Il convegno e la mostra “La figura dell’ing. Gino Zani tra Reggio Calabria e San Marino”, organizzati dagli Ordini professionali di Ingegneri e Architetti di Reggio Calabria e San Marino, con il sostegno di istituzioni accademiche e territoriali, intendono restituire la complessità di un tecnico che ha saputo coniugare innovazione, rigore e sensibilità urbana.
Reggio Calabria dopo il 1908: il laboratorio della ricostruzione
Il terremoto del 28 dicembre 1908 rappresentò per Reggio Calabria una frattura drammatica ma anche l’occasione per ripensare la città secondo criteri moderni. In questo contesto, Zani contribuì in modo determinante alla definizione di:
- nuovi modelli antisismici, anticipando soluzioni che sarebbero diventate standard solo decenni dopo;
- edilizia popolare innovativa, capace di coniugare sicurezza, funzionalità e dignità abitativa;
- ricostruzione urbana improntata a una visione organica, attenta alla morfologia del territorio e alle esigenze sociali.
La sua presenza a Reggio non fu solo tecnica, ma profondamente culturale: Zani interpretò la ricostruzione come un atto di responsabilità collettiva, un modo per restituire identità e futuro a una comunità ferita.

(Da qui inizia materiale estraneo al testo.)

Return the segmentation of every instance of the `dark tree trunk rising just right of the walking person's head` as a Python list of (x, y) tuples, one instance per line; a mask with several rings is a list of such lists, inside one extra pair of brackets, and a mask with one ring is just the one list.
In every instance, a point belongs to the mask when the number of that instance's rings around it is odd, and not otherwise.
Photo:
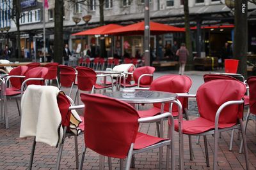
[(187, 60), (187, 66), (189, 69), (193, 69), (193, 53), (192, 53), (192, 43), (191, 43), (191, 32), (189, 24), (189, 8), (188, 0), (183, 0), (184, 4), (184, 19), (185, 19), (185, 28), (186, 28), (186, 48), (189, 51), (189, 57)]

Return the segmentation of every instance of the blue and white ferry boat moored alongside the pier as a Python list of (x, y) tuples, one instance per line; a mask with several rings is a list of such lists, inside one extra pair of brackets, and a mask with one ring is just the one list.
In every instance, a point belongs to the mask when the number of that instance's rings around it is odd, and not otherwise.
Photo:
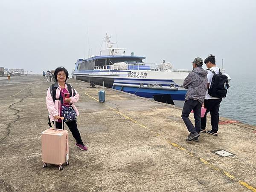
[(144, 63), (146, 57), (126, 55), (127, 48), (114, 48), (111, 37), (105, 37), (100, 55), (78, 59), (72, 77), (103, 85), (141, 97), (182, 107), (186, 89), (183, 80), (191, 70), (172, 69), (171, 63)]

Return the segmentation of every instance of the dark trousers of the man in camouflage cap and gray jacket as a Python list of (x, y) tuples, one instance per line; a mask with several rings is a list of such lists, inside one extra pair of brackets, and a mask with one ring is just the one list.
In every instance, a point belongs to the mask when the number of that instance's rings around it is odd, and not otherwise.
[[(198, 100), (189, 99), (186, 100), (182, 109), (181, 117), (191, 133), (200, 131), (201, 128), (201, 108), (202, 104)], [(195, 126), (189, 120), (189, 114), (191, 111), (194, 111)]]

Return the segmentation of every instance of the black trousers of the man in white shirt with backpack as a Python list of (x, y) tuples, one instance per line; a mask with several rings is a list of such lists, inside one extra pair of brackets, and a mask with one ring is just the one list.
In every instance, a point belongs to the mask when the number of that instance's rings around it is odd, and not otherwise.
[(211, 125), (212, 125), (212, 132), (218, 132), (218, 121), (219, 121), (219, 114), (218, 111), (220, 109), (220, 99), (205, 99), (204, 100), (204, 108), (206, 108), (206, 112), (204, 117), (201, 118), (201, 129), (205, 129), (206, 127), (206, 115), (208, 112), (211, 114)]

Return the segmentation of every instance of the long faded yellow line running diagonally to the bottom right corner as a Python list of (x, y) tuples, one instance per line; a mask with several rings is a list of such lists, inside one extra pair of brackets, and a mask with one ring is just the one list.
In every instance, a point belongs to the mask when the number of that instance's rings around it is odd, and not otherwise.
[[(84, 93), (85, 95), (87, 95), (88, 97), (96, 100), (99, 102), (99, 100), (97, 100), (96, 98), (88, 95), (87, 93)], [(112, 109), (113, 111), (117, 112), (119, 115), (122, 115), (123, 117), (125, 117), (126, 119), (128, 120), (131, 120), (132, 122), (138, 124), (139, 126), (143, 127), (144, 129), (147, 129), (148, 131), (150, 132), (153, 132), (153, 133), (156, 133), (157, 136), (161, 136), (164, 140), (166, 140), (169, 144), (171, 144), (172, 146), (176, 147), (177, 149), (180, 149), (181, 151), (183, 152), (186, 152), (188, 155), (192, 156), (192, 157), (195, 157), (195, 158), (198, 158), (196, 157), (192, 152), (189, 152), (187, 149), (183, 148), (182, 146), (179, 146), (177, 143), (172, 143), (170, 140), (167, 140), (166, 138), (164, 138), (162, 135), (158, 134), (157, 132), (149, 129), (148, 127), (144, 126), (143, 124), (137, 122), (136, 120), (132, 119), (131, 117), (128, 117), (127, 115), (119, 112), (118, 110), (116, 109), (113, 109), (111, 106), (108, 106), (106, 105), (105, 103), (102, 103), (103, 105), (107, 106), (108, 108)], [(250, 186), (248, 183), (244, 182), (244, 181), (241, 181), (239, 179), (236, 179), (235, 176), (231, 175), (230, 173), (224, 171), (223, 169), (220, 169), (218, 168), (217, 166), (215, 166), (214, 164), (210, 163), (209, 161), (203, 159), (203, 158), (198, 158), (202, 163), (204, 163), (205, 165), (209, 166), (211, 169), (215, 170), (215, 171), (218, 171), (218, 172), (221, 172), (223, 175), (227, 176), (230, 180), (233, 180), (233, 181), (237, 181), (240, 185), (246, 187), (247, 189), (250, 189), (251, 191), (253, 192), (256, 192), (256, 188), (254, 188), (253, 186)]]

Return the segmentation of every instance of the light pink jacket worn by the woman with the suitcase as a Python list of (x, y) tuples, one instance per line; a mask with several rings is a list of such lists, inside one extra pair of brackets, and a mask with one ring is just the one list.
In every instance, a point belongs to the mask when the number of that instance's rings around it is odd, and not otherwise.
[[(58, 82), (55, 83), (55, 86), (58, 86), (58, 88), (56, 89), (55, 97), (56, 97), (56, 99), (59, 99), (60, 93), (61, 93), (61, 86), (58, 84)], [(67, 89), (67, 84), (66, 83), (65, 83), (65, 88)], [(73, 95), (73, 90), (75, 90), (75, 92), (76, 92), (76, 89), (71, 89), (71, 90), (72, 90), (72, 94), (70, 94), (70, 95)], [(76, 115), (78, 116), (79, 112), (78, 112), (78, 109), (76, 108), (76, 106), (74, 104), (74, 103), (78, 102), (78, 100), (79, 100), (78, 92), (76, 92), (76, 95), (74, 97), (70, 97), (70, 99), (71, 99), (70, 103), (72, 103), (72, 107), (76, 111)], [(54, 120), (53, 116), (55, 116), (55, 115), (60, 116), (61, 112), (59, 111), (59, 109), (60, 109), (60, 106), (61, 106), (61, 100), (55, 100), (55, 103), (53, 103), (52, 92), (50, 92), (50, 87), (47, 89), (46, 105), (47, 105), (47, 109), (48, 109), (48, 112), (49, 112), (50, 120)]]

Il ritorno a San Marino: una nuova idea di Capitale
Rientrato nella Repubblica di San Marino, Zani portò con sé l’esperienza maturata in Calabria, applicandola alla pianificazione urbanistica del Titano. Il suo contributo fu decisivo per:
- definire un nuovo volto della Capitale, capace di dialogare con la storia senza rimanerne prigioniera;
- introdurre criteri di razionalità e funzionalità negli interventi pubblici;
- promuovere una visione integrata tra architettura, paesaggio e sviluppo urbano.
La sua opera sammarinese testimonia una capacità rara: trasformare la tradizione in un motore di innovazione.
Un programma scientifico che unisce storia e contemporaneità
Il convegno del 27 e 28 febbraio 2026 propone un percorso articolato che intreccia ricerca, divulgazione e formazione professionale. Le sessioni affrontano:
- l’evoluzione della normativa antisismica dal primo ’900 a oggi;
- il ruolo della pianificazione urbanistica come strumento di resilienza e rigenerazione;
- la lettura critica dell’eredità di Zani attraverso una mostra documentale, un video dedicato e una visita guidata “Zani in Città” agli edifici più significativi.
Il riconoscimento dei Crediti Formativi Professionali sottolinea la volontà di trasformare la memoria storica in competenza attuale, offrendo ai professionisti strumenti per comprendere come le intuizioni di ieri possano orientare le sfide di oggi.
Un’eredità che parla al presente
La figura dell’ing. Gino Zani non appartiene solo alla storia dell’ingegneria o dell’urbanistica: rappresenta un modello di responsabilità tecnica, visione civica e capacità progettuale che continua a ispirare. Il suo lavoro dimostra come la ricostruzione, la pianificazione e la tutela del patrimonio non siano atti isolati, ma parti di un unico processo culturale.
Rileggere Zani oggi significa interrogarsi sul rapporto tra città e territorio, tra sicurezza e bellezza, tra memoria e innovazione. Significa riconoscere che la qualità dello spazio urbano è sempre un’opera collettiva, costruita nel tempo grazie a figure capaci di guardare oltre l’emergenza e oltre il presente.